Воронин шёл и считал шаги. Раз-два, раз-два, раз-два. Часы в кармане не тикали, но казалось, что они всё равно отмеряют время — не его, а чьё-то чужое, чужое и очень важное. Он шёл мимо домов, мимо закрытых ставней, мимо редких прохожих, которые кутались в воротники и не поднимали глаз. Шёл через площадь, где памятник стоял одиноко и мокро, через мост, под которым текла тёмная вода, несущая в себе тайны не хуже тех, что скрывались в кармане Воронина. И каждый шаг его был как удар часового маятника — размеренный, неизбежный, ведущий к чему-то, что ещё не случилось, но уже дышало за спиной.
«Только бы не ошибиться снова», — подумал он и тут же отогнал эту мысль, потому что она была страшнее любого тумана. Страшнее, чем фигура на том берегу. Страшнее, чем застывшие стрелки. Потому что ошибка была его личной, его собственной, и он нёс её в себе, как носит человек камень на шее — невидный для других, но тяжёлый, как вина.
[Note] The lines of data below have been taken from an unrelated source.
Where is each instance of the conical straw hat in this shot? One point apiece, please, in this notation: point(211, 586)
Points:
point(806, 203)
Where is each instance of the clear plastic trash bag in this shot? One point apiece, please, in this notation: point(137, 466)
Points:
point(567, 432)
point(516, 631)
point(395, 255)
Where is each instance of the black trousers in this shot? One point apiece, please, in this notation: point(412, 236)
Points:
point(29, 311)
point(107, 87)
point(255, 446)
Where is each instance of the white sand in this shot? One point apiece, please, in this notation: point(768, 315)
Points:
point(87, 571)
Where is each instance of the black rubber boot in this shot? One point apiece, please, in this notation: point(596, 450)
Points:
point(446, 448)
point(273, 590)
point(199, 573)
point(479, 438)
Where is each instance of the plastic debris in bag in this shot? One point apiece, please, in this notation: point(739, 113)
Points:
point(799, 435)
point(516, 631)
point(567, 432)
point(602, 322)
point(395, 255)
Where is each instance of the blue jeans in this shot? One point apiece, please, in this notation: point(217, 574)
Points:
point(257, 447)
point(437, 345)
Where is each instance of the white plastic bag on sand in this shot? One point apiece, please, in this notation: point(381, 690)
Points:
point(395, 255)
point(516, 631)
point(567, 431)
Город провожал его тишиной. Фонари гасли один за другим — наступало утро, серое, мутное, с небом, похожим на старую простыню. Но Воронин шёл не в утро, а в прошлое — в тот день, когда Карпов сидел в своём кабинете и подписывал бумаги, которые стоили человеку жизни. И в этом прошлом уже что-то зашевелилось, как поднимается со дна Невы тина — медленно, неотвратимо, готовая захватить живых.
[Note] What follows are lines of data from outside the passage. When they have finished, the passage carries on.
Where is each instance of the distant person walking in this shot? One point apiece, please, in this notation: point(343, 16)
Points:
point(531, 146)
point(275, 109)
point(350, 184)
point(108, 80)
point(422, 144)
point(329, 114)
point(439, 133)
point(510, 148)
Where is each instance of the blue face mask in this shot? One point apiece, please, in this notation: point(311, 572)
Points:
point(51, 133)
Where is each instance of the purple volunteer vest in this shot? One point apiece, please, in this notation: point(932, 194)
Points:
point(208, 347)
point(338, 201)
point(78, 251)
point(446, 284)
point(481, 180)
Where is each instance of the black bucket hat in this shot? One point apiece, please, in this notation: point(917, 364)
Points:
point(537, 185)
Он остановился перед домом на Литейной. Высокий, строгий, с лепниной, потемневшей от копоти и сырости, с окнами, за которыми уже зажглись свечи — хотя утро давно наступило. Воронин поднялся на крыльцо, взялся за медную ручку двери и замер. В кармане лежали часы. Стрелки по-прежнему стояли на 3:17, и он знал, что сейчас, когда он переступит порог, время снова начнёт идти — но уже по-другому, в том ритме, который задаст не город и не Нева, а тайна, которую он взялся разгадать.
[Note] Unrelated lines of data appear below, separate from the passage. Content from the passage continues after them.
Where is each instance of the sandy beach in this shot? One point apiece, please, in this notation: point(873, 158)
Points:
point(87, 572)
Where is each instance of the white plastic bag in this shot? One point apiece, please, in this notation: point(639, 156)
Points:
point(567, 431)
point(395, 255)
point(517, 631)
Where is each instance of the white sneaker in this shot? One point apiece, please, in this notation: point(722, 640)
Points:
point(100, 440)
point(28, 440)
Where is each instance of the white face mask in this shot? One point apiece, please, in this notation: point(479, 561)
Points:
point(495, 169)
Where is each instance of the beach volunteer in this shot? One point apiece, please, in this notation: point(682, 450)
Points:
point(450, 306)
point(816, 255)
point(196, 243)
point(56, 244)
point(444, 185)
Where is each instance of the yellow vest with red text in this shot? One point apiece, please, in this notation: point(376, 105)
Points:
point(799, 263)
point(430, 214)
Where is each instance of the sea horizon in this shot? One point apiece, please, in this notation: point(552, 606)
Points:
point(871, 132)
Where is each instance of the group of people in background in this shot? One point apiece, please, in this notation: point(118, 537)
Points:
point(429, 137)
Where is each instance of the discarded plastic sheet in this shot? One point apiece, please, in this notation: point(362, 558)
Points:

Он открыл дверь, и тишина дома на Литейной хлынула ему навстречу — тягучая, как туман над Невой, и такая же непроницаемая. Но за этой тишиной уже слышалось: голоса, шаги, ссоры, которые вот-вот прорвутся наружу. И Воронин вошёл, чтобы услышать их.
Часы в кармане не тикали. Но Воронин знал: они ждут. И он ждал вместе с ними.
Глава 2.
Дверь открылась не сразу.
Воронин нажал на медную ручку, но та не поддалась — словно кто-то внутри держал её с той стороны, прислушиваясь к дыханию за порогом. Он подождал, чувствуя, как сырость улицы медленно просачивается под воротник, и нажал снова — сильнее, настойчивее. И тогда дверь поддалась, мягко и бесшумно, как будто её и не запирали вовсе, а только притворяли, проверяя, войдёт ли гость, осмелится ли нарушить ту тягучую, ватную тишину, что стояла за ней.
Перед ним открылся вестибюль — высокий, с колоннами из искусственного мрамора, которые желтели от времени и копоти. В воздухе стоял плотный, многослойный запах: воск, которым натирали паркет, полированное дерево, старое серебро, едва уловимая горечь от угольных печей и — что-то ещё, тёплое и сладковатое, похожее на сушёные травы, которыми здесь, видимо, перебивали запах сырости. Пахло так, как пахнут дома, где живут богато, но без радости, где каждая вещь стоит на своём месте не потому, что так удобно, а потому, что так положено. Где каждый предмет — свидетель, а не слуга. Где мебель помнит больше, чем хозяева.